The most important limitation of the present study is that we were not able to adjust for established risk factors for stroke, in particular blood pressure and smoking. We also lacked information on cardiovascular medication. In 8,360 women with information on smoking, no association between smoking and renal dysfunction was found, a finding consistent with other studies (Citation6,Citation28). In previous studies investigating the relation between CKD and cardiovascular disease, adjustment for cardiovascular risk factors other than age and gender has only changed hazard ratios marginally (Citation6,Citation29). In the Rotterdam study where information on cardiovascular medication, carotid intima–media thickness, serum C-reactive protein, and left ventricular hypertrophy was available and adjusted for, beside traditional cardiovascular risk factors, hazard ratios for stroke changed in general less than 0.1 compared with only adjusting for age and gender (Citation10). Thus, it is unlikely that the associations seen would change markedly even if we could control for confounders not known to us. However, in view of possible residual confounding, our findings on the association between in particular mildly decreased GFR and first stroke should be interpreted with caution.
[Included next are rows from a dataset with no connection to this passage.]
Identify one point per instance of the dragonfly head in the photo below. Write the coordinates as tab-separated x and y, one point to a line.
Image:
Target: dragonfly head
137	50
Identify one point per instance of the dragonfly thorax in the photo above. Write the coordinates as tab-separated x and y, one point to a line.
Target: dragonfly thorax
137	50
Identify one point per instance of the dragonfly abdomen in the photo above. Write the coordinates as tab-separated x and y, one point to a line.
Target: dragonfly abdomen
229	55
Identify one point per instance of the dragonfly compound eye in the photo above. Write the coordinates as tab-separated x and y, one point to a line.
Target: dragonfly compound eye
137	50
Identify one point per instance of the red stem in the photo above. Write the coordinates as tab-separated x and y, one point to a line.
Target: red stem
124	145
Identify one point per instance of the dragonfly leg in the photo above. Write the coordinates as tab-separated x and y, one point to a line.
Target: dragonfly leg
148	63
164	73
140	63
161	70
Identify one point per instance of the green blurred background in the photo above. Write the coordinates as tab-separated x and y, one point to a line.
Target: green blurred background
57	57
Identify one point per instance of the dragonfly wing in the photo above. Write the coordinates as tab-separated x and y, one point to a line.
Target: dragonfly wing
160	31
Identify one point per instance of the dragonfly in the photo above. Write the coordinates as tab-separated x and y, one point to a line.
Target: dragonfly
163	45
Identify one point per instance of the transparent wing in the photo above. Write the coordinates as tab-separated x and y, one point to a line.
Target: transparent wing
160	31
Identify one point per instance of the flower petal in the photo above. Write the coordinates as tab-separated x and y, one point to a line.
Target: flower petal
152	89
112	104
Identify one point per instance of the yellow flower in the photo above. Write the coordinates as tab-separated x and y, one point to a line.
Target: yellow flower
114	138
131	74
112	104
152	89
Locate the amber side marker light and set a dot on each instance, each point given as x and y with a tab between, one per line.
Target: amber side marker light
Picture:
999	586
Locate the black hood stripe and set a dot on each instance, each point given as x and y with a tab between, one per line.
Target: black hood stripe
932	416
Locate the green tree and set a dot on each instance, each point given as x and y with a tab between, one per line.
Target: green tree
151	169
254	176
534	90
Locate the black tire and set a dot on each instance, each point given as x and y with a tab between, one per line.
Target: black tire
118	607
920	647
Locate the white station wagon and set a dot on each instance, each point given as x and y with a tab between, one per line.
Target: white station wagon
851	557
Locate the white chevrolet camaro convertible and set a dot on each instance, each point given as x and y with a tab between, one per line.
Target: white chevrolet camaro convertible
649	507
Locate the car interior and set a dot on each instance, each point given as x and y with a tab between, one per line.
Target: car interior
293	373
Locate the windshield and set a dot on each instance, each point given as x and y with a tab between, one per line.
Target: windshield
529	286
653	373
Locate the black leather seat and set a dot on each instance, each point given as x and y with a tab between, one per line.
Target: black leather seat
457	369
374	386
There are studies suggesting that the sensitivity of the stroke diagnosis was relatively low in the Nordic countries during the study period (Citation25,Citation26). However, a low sensitivity that is not related to level of renal function (non-differential misclassification) would most likely not substantially bias the relative risk estimates. A low specificity of stroke diagnoses that is non-differential would tend to dilute actual associations between renal dysfunction and stroke.

Conclusions

In conclusion, we found that already mild renal dysfunction is associated with an increased incidence of first stroke in a mainly healthy cohort of adults. Both ischemic stroke and hemorrhagic stroke were related to renal dysfunction. The relationship between hemorrhagic stroke and CKD was stronger among women compared with men. Similar associations were found for ischemic stroke for both genders.

Appendix 1. Hazard ratios of stroke with 95% confidence intervals in relation to glomerular filtration rate estimated by the Modification of Diet in Renal Disease study equation.

Appendix 2. Gender-specific hazard ratios of stroke with 95% confidence intervals in relation to glomerular filtration rate estimated by the Modification of Diet in Renal Disease study equation.a

Declaration of interest: The authors have no conflicts of interest to declare and have received no payment in the preparation of this manuscript.